Yet Nature cannot see the face of God and live

'No one is blest till he leaves this life, his long home to enter.'1 The moralist's happiness is dormant in the night-time, for there is no 'action according to virtue'2 then; nor can the soul, while it is clogged with a frail body, climb to the 'summit' of goodness and happiness.

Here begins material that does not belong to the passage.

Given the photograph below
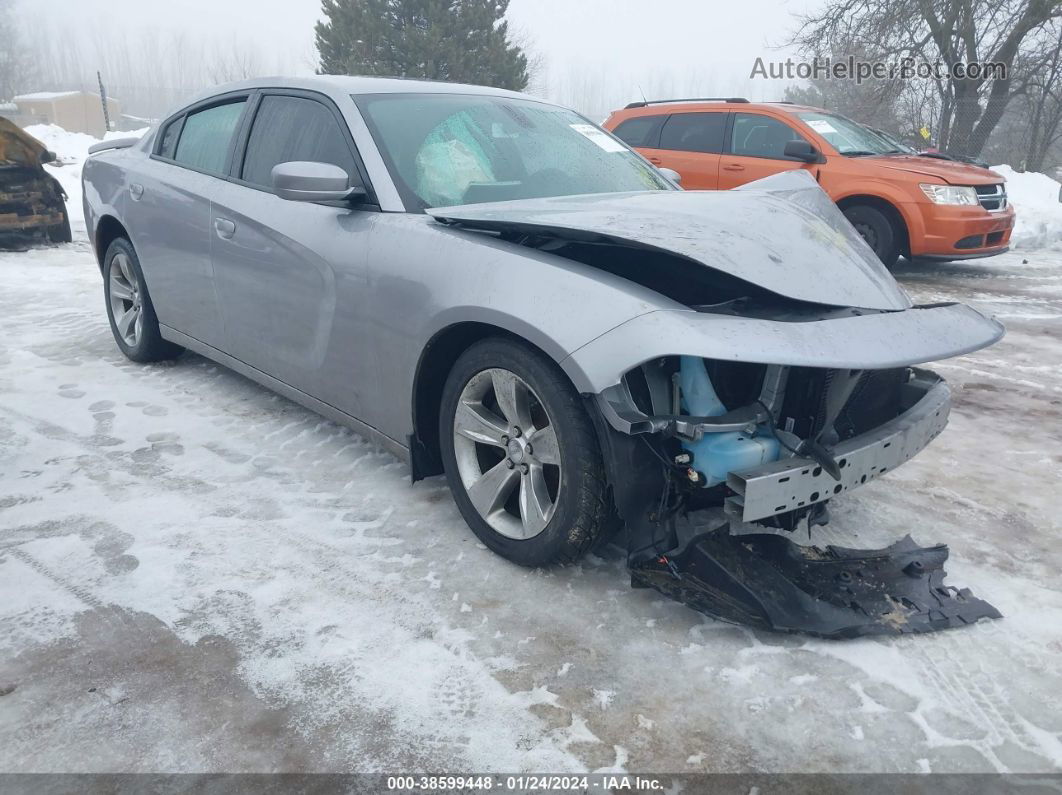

The soul here has not a perfect enjoyment of inferior objects, much less of God himself; it has but a shadowy sight of angels, because our intellect is connate with phantasms; and if Nature's eye cannot look upon the face of a twinkling star, how will it behold the brightness of a dazzling sun? that general knowledge which it hath of God here is mixed with much error and deceit.

Nor can faith look upon the Divine essence; it is a lovely grace indeed, yet it must die in the mount like Moses; it cannot enter into the land of promise; it is peut iv. 2 'like hearing rather than vision," it hears the voice of its God, it does not see His face; it enflames the desire of his soul, it does not quench it; for men would fain see what they believe; the object of faith is obscure and at a distance, but the face of God is all presence and brightness. Happiness consists in the noblest operation of an intellec

1 Ante obitum nemo supremaque funera felix.-Ovid, Metam. iii. 137.
2 Operatio secundum virtutem.
3 'Ακρότης.

* Propter connaturalitatem intellectus nostri ad phantasmata.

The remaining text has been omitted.